Batsman will not quit following one-match suspension.
Speculation about the Test future of Australian vice-captain Shane Watson ended Monday with an announcement that he will return to India after serving a one-match ban.
The 31-year-old returned to Sydney last Tuesday after he was dropped for the third Test after failing to prepare feedback on how the team could improve and deliver it to management. Three other players were also axed.
Watson, whose wife gave birth last week, made it clear he felt the punishment was overly harsh and said he would be considering his future, but has decided to battle on.
“I’ve had several constructive discussions with team management back in Mohali over the past few days,” he said.
“We’ve spoken about how we are going to work together to move forward, as Australia attempts to climb back to the top of the ICC rankings.
“I’ve a burning ambition to be an Australian Test player for as long as I can be and help Australia win those big Test series as well as the big ICC tournaments.”

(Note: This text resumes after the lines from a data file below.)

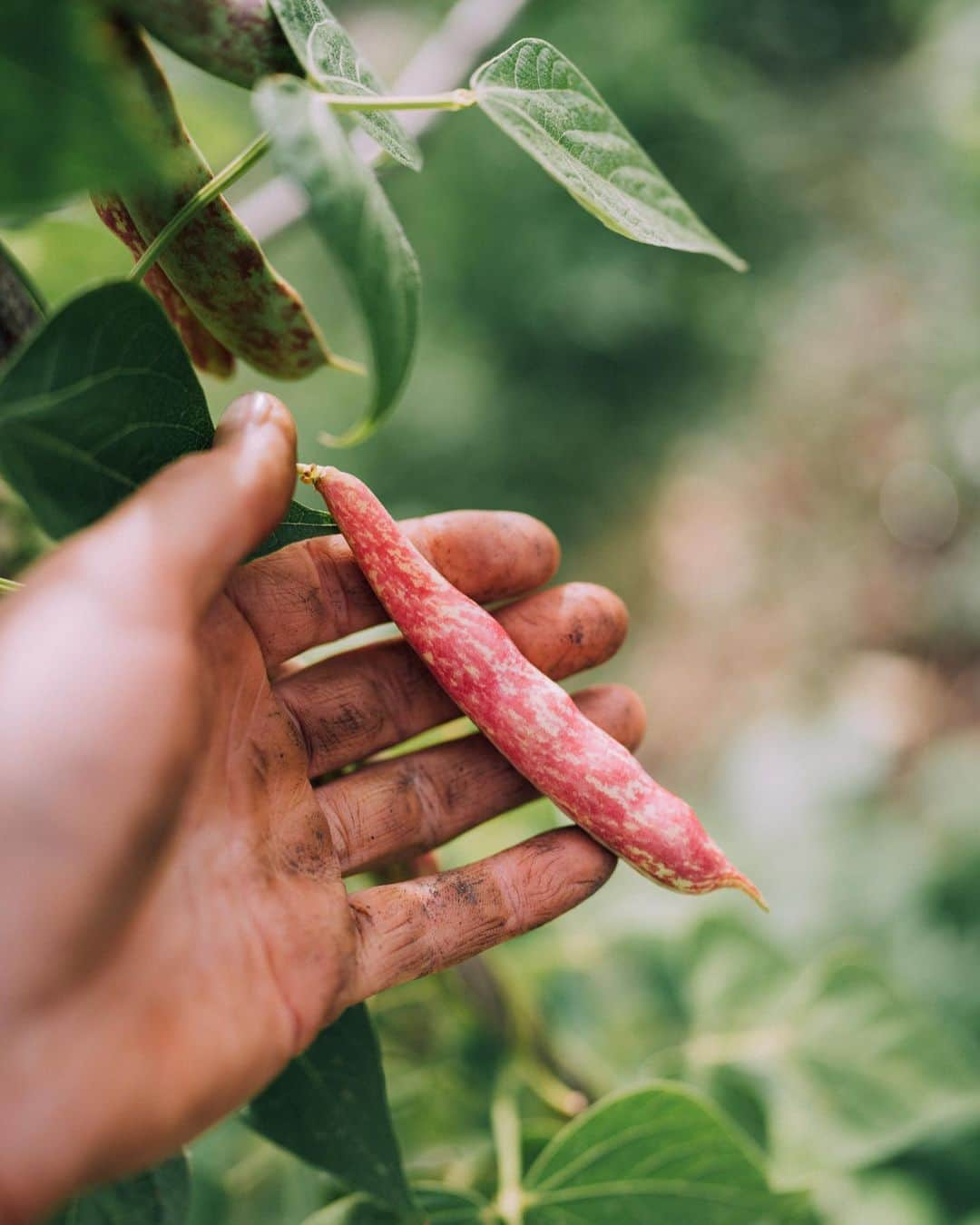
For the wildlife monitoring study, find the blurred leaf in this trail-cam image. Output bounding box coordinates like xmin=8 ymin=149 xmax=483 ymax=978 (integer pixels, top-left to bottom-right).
xmin=525 ymin=1084 xmax=805 ymax=1225
xmin=0 ymin=282 xmax=336 ymax=556
xmin=52 ymin=1152 xmax=191 ymax=1225
xmin=0 ymin=0 xmax=150 ymax=213
xmin=253 ymin=77 xmax=421 ymax=446
xmin=302 ymin=1184 xmax=487 ymax=1225
xmin=272 ymin=0 xmax=421 ymax=171
xmin=0 ymin=241 xmax=45 ymax=367
xmin=816 ymin=1170 xmax=946 ymax=1225
xmin=671 ymin=921 xmax=980 ymax=1183
xmin=245 ymin=1004 xmax=412 ymax=1210
xmin=0 ymin=283 xmax=213 ymax=538
xmin=253 ymin=503 xmax=337 ymax=557
xmin=470 ymin=38 xmax=746 ymax=272
xmin=769 ymin=956 xmax=980 ymax=1180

His dumping fuelled rumours of a rift with skipper Michael Clarke, which was intensified by Cricket Australia general manager Pat Howard saying Watson was only “sometimes” a team player.
Watson said he had spoken with Howard and they were both now “on the same page”.
“I’m looking forward to getting around the boys again and concentrating on moving forward. I’m entirely committed to the team and being the best player I can be,” he said.
Head coach Mickey Arthur welcomed his decision: “Shane’s recommitment to the team in his chats with me this week have been really positive.
“We’re looking forward to having Watto back and around the group as we prepare for the fourth Test.”
If Watson had decided to quit, Clarke would have been desperately short of experience ahead of an Ashes double header against England starting in July, after the recent retirement of Ricky Ponting and Mike Hussey.
AFP is not covering the four-Test series between India and Australia after the Board of Control for Cricket in India failed to lift restrictions on picture agencies.